A CFB power plant must be designed to use a specific fuel and there is no power plant that can burn all grades of fuels to provide power. But the significant advances Alstom has made in CFB technology enables it to build plants that can use two or more different fuels simultaneously and at varying ratios.

The main development driver of CFB technology is the lower grades of coal fuels and even waste coal that are being used to generate power. The varying quality and moisture content of low-grade coal and waste coal makes them particularly difficult to combust in a conventional pulverised coal power station, he says.

The furnaces of CFB plants contain a mixture of fuel, ash and limestone and combust the fuel to produce steam at temperatures of up to 620 ºC to drive turbines. The limestone reacts with sulphur dioxide gas during this stage to form calcium sulphite.

Coarser fuel sizes can be used, compared with pulverised coal plants, as any fuel that is not combusted is separated from the lighter gases and ash in the cyclone, after the furnace stage, and then fed back into the furnace to complete combustion.

CFB plants have lower water consumption, compared with pulverised coal plants, and low sulphur dioxide and nitrous oxide emissions.

“CFB technology is not a familiar technol- ogy in South Africa, but is becoming increasingly common around the world and particularly in China, where the State-owned power equipment suppliers and design institutes obtained a licence to use Alstom’s CFB technology within China and have commissioned several CFB plants to burn waste coal.”

Further, all modern baseload power plants must be designed for reliability and flexibility because renewable sources will provide variable power to the grid, emphasises Kennedy.

Alstom’s CFB plants can modulate power output over a wide range, with a future development target to enable operation of the plant in idle mode, where power output is zero and power used to maintain the furnace and systems is 10% of maximum output.

“Alstom has experience in designing CFB plants that use a variety of different fuels. The Baima 300 MW CFB plant in Sichuan, China, burns waste anthracite and demonstrated that it can meet fuel quality variations and signifi- cant jumps in demand, while maintaining steam temperature and emissions levels.”

The 125 MW electrical Emile Huchet CFB plant, in France, was built in the 1970s to burn waste coal and discard coal left on dumps. Cyclone technology was extensively tested at the plant to separate and send the heavier particles back to the furnace.

The Seward CFB plant, in the US, has two 260 MW electrical boilers and was designed to generate power from low-grade and discard coal while meeting stringent US emissions and air regulations.
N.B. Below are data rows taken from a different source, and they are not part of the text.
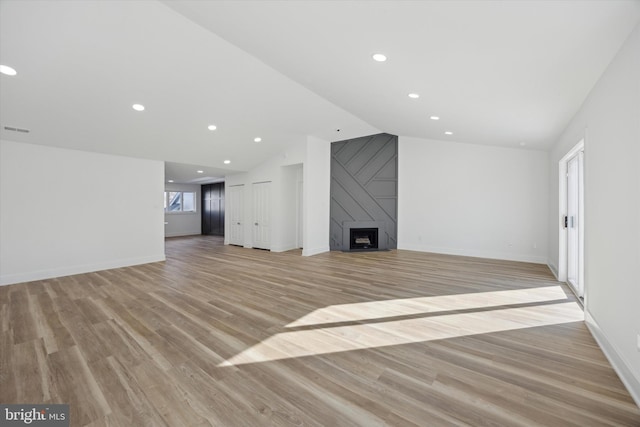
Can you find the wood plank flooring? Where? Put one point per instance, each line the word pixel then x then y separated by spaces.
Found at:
pixel 226 336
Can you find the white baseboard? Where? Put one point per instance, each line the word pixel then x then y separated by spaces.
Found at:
pixel 11 279
pixel 477 254
pixel 621 367
pixel 189 233
pixel 283 248
pixel 554 269
pixel 314 251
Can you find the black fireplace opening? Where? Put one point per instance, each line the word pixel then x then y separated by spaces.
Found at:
pixel 363 239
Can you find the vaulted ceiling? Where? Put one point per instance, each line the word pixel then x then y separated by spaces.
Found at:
pixel 509 73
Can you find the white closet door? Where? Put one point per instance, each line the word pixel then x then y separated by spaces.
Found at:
pixel 262 215
pixel 235 209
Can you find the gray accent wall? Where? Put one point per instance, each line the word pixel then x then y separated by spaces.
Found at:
pixel 364 186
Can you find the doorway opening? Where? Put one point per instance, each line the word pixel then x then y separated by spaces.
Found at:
pixel 571 227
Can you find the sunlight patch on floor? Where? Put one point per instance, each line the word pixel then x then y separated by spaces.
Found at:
pixel 408 306
pixel 362 336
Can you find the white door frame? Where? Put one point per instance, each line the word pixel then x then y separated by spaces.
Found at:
pixel 562 203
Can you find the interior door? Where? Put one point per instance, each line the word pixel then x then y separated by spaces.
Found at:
pixel 575 223
pixel 262 215
pixel 235 210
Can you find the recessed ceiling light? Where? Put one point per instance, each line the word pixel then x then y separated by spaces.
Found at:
pixel 8 71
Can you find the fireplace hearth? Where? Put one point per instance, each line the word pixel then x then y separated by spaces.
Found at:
pixel 364 236
pixel 363 239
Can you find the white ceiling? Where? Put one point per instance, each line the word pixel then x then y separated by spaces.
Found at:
pixel 496 72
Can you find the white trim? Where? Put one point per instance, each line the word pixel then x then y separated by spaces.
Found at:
pixel 554 269
pixel 284 248
pixel 314 251
pixel 621 367
pixel 11 279
pixel 179 234
pixel 562 209
pixel 476 254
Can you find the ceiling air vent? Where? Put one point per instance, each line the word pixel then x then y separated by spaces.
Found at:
pixel 16 129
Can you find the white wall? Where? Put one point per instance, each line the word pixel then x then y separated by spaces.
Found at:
pixel 279 171
pixel 609 120
pixel 65 212
pixel 473 200
pixel 317 196
pixel 184 223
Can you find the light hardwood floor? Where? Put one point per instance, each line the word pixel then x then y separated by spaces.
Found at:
pixel 227 336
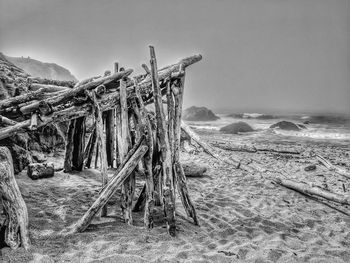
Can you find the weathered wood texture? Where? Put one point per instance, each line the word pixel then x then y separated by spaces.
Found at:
pixel 16 214
pixel 167 172
pixel 125 170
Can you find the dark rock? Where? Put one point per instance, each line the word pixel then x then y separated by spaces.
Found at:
pixel 193 169
pixel 21 157
pixel 199 114
pixel 40 170
pixel 41 69
pixel 310 167
pixel 286 125
pixel 236 115
pixel 237 127
pixel 38 156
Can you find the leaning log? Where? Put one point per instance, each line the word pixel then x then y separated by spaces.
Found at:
pixel 144 122
pixel 178 169
pixel 78 144
pixel 167 180
pixel 128 188
pixel 110 189
pixel 16 214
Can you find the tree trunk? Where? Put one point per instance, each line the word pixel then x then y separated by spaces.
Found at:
pixel 167 180
pixel 16 214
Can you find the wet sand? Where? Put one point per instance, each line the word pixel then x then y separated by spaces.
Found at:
pixel 243 217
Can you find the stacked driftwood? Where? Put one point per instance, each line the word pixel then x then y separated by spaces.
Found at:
pixel 125 135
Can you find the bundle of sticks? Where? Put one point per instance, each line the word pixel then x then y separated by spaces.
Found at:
pixel 125 135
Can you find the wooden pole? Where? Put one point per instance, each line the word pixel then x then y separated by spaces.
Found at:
pixel 89 149
pixel 141 113
pixel 178 169
pixel 122 173
pixel 69 147
pixel 16 214
pixel 78 144
pixel 128 187
pixel 101 140
pixel 167 180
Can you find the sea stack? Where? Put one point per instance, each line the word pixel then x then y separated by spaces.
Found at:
pixel 237 127
pixel 199 114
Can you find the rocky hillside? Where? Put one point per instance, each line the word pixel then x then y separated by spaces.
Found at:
pixel 40 69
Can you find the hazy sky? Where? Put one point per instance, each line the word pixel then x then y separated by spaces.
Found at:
pixel 258 55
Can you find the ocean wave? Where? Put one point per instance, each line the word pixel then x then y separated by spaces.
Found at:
pixel 314 134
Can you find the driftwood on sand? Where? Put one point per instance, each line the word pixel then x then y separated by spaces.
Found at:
pixel 332 167
pixel 16 214
pixel 314 191
pixel 123 136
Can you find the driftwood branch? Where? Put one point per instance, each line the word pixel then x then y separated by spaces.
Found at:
pixel 314 191
pixel 16 214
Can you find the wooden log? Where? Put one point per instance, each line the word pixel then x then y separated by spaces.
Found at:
pixel 33 122
pixel 101 142
pixel 66 83
pixel 47 88
pixel 141 200
pixel 14 101
pixel 178 170
pixel 16 214
pixel 128 188
pixel 332 167
pixel 69 148
pixel 171 122
pixel 85 81
pixel 6 121
pixel 142 116
pixel 145 67
pixel 73 93
pixel 313 190
pixel 107 192
pixel 90 146
pixel 192 169
pixel 40 170
pixel 206 147
pixel 251 168
pixel 78 144
pixel 167 180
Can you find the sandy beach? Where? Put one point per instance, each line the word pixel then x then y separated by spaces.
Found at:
pixel 243 217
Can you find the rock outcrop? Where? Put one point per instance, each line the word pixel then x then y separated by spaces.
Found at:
pixel 40 69
pixel 199 114
pixel 24 146
pixel 237 127
pixel 286 125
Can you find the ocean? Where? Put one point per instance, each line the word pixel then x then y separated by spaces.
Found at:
pixel 320 127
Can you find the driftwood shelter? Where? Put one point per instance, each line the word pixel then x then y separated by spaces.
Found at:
pixel 125 136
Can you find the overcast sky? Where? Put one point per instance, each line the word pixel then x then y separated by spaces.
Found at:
pixel 258 55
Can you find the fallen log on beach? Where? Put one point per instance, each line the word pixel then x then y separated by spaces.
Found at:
pixel 125 135
pixel 313 191
pixel 332 167
pixel 16 214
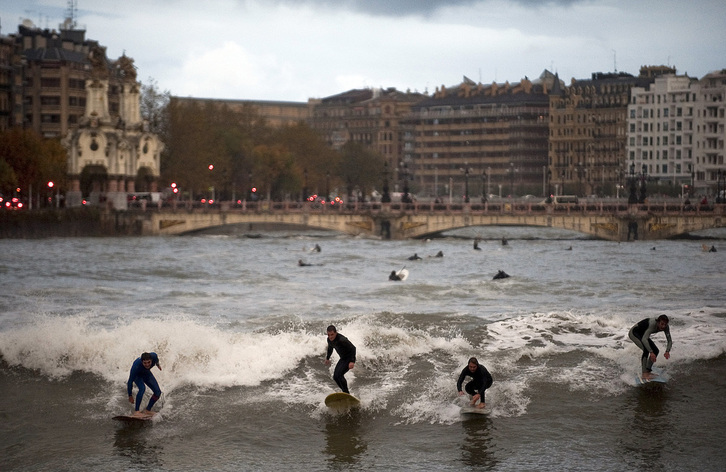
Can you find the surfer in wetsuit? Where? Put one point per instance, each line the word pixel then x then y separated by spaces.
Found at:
pixel 640 335
pixel 346 352
pixel 141 375
pixel 481 380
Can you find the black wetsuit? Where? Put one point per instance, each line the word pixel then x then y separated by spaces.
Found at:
pixel 481 380
pixel 640 335
pixel 346 351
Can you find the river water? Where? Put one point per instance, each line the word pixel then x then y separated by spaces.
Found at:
pixel 240 331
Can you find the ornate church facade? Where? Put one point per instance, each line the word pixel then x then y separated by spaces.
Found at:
pixel 110 156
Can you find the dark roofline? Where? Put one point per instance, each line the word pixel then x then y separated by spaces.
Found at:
pixel 248 102
pixel 536 99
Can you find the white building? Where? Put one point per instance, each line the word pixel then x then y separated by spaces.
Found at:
pixel 710 126
pixel 676 131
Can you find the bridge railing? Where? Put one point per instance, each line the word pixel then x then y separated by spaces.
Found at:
pixel 491 208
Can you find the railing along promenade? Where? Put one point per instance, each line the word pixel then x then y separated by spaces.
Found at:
pixel 611 220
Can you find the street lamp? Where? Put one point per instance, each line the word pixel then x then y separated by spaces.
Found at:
pixel 405 198
pixel 386 197
pixel 643 184
pixel 511 171
pixel 632 198
pixel 305 185
pixel 466 184
pixel 483 195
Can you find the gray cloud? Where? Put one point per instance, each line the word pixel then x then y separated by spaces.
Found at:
pixel 409 7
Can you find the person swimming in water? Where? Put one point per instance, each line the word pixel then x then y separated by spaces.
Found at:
pixel 346 351
pixel 640 334
pixel 481 380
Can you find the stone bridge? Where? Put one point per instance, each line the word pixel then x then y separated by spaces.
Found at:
pixel 609 221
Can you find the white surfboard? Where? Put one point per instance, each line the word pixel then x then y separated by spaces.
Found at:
pixel 470 410
pixel 340 400
pixel 135 419
pixel 659 379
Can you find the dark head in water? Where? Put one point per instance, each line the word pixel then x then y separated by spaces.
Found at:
pixel 500 275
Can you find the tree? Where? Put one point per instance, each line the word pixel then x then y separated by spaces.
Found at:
pixel 154 107
pixel 311 154
pixel 360 167
pixel 30 161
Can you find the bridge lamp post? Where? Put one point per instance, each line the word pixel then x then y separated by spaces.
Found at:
pixel 512 170
pixel 643 184
pixel 211 188
pixel 405 198
pixel 305 184
pixel 386 197
pixel 466 183
pixel 483 195
pixel 633 197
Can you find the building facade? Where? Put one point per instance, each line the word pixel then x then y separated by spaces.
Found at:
pixel 587 138
pixel 111 154
pixel 372 117
pixel 51 74
pixel 709 169
pixel 662 131
pixel 275 113
pixel 476 140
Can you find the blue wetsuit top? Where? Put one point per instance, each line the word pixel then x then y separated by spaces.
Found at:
pixel 344 348
pixel 138 369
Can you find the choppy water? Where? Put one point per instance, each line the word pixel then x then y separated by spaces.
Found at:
pixel 239 328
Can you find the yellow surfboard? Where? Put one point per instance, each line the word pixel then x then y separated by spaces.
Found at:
pixel 341 400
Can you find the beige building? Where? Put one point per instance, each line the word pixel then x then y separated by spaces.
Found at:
pixel 276 113
pixel 676 131
pixel 51 93
pixel 475 139
pixel 588 128
pixel 368 116
pixel 110 154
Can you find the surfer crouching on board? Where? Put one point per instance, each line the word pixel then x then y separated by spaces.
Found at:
pixel 640 335
pixel 141 376
pixel 346 351
pixel 481 380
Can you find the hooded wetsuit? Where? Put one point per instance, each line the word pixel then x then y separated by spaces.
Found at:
pixel 346 351
pixel 140 375
pixel 481 380
pixel 640 335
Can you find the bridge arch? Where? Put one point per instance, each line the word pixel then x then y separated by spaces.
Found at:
pixel 620 222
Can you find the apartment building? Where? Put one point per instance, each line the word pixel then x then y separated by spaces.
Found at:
pixel 665 121
pixel 276 113
pixel 51 68
pixel 587 136
pixel 475 139
pixel 368 116
pixel 710 172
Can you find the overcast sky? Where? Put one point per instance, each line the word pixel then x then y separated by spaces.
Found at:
pixel 293 50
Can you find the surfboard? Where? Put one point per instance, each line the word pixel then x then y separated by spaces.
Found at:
pixel 470 410
pixel 341 400
pixel 134 419
pixel 660 379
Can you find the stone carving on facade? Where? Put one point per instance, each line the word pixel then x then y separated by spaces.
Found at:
pixel 99 63
pixel 126 68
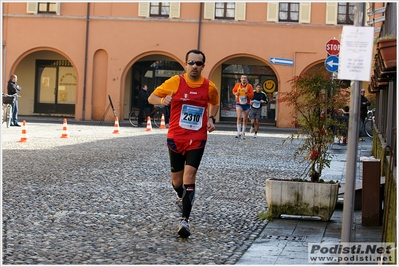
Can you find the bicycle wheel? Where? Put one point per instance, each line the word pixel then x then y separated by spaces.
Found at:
pixel 157 117
pixel 368 128
pixel 7 114
pixel 133 116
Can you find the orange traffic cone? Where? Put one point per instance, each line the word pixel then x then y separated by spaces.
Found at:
pixel 116 126
pixel 24 137
pixel 149 127
pixel 64 129
pixel 162 126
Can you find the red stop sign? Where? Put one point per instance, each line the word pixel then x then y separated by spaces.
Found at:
pixel 332 47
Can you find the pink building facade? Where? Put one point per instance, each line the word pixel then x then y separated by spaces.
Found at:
pixel 71 58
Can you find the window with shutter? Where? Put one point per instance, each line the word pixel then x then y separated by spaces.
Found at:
pixel 346 13
pixel 240 10
pixel 288 12
pixel 174 10
pixel 31 7
pixel 159 9
pixel 209 10
pixel 144 9
pixel 331 13
pixel 272 12
pixel 49 7
pixel 305 12
pixel 225 10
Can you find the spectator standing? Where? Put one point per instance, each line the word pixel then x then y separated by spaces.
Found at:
pixel 193 101
pixel 364 104
pixel 12 89
pixel 143 104
pixel 255 112
pixel 244 92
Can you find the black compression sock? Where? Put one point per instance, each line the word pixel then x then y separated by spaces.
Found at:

The Narva CFB plant, currently being built in Estonia, has been designed to use oil shale and biomass as its primary fuels, as well as retort gas generated during the production of oil from oil shale. The plant will come into service this year and will meet the stringent European Union sulphur dioxide and nitrous oxide and emissions standards.

South Africa has a large grid that can accommodate large CFB units that can use the fuel available while addressing emissions concerns, with a limited impact on water constraints, compared with pulverised coal plants, he concludes.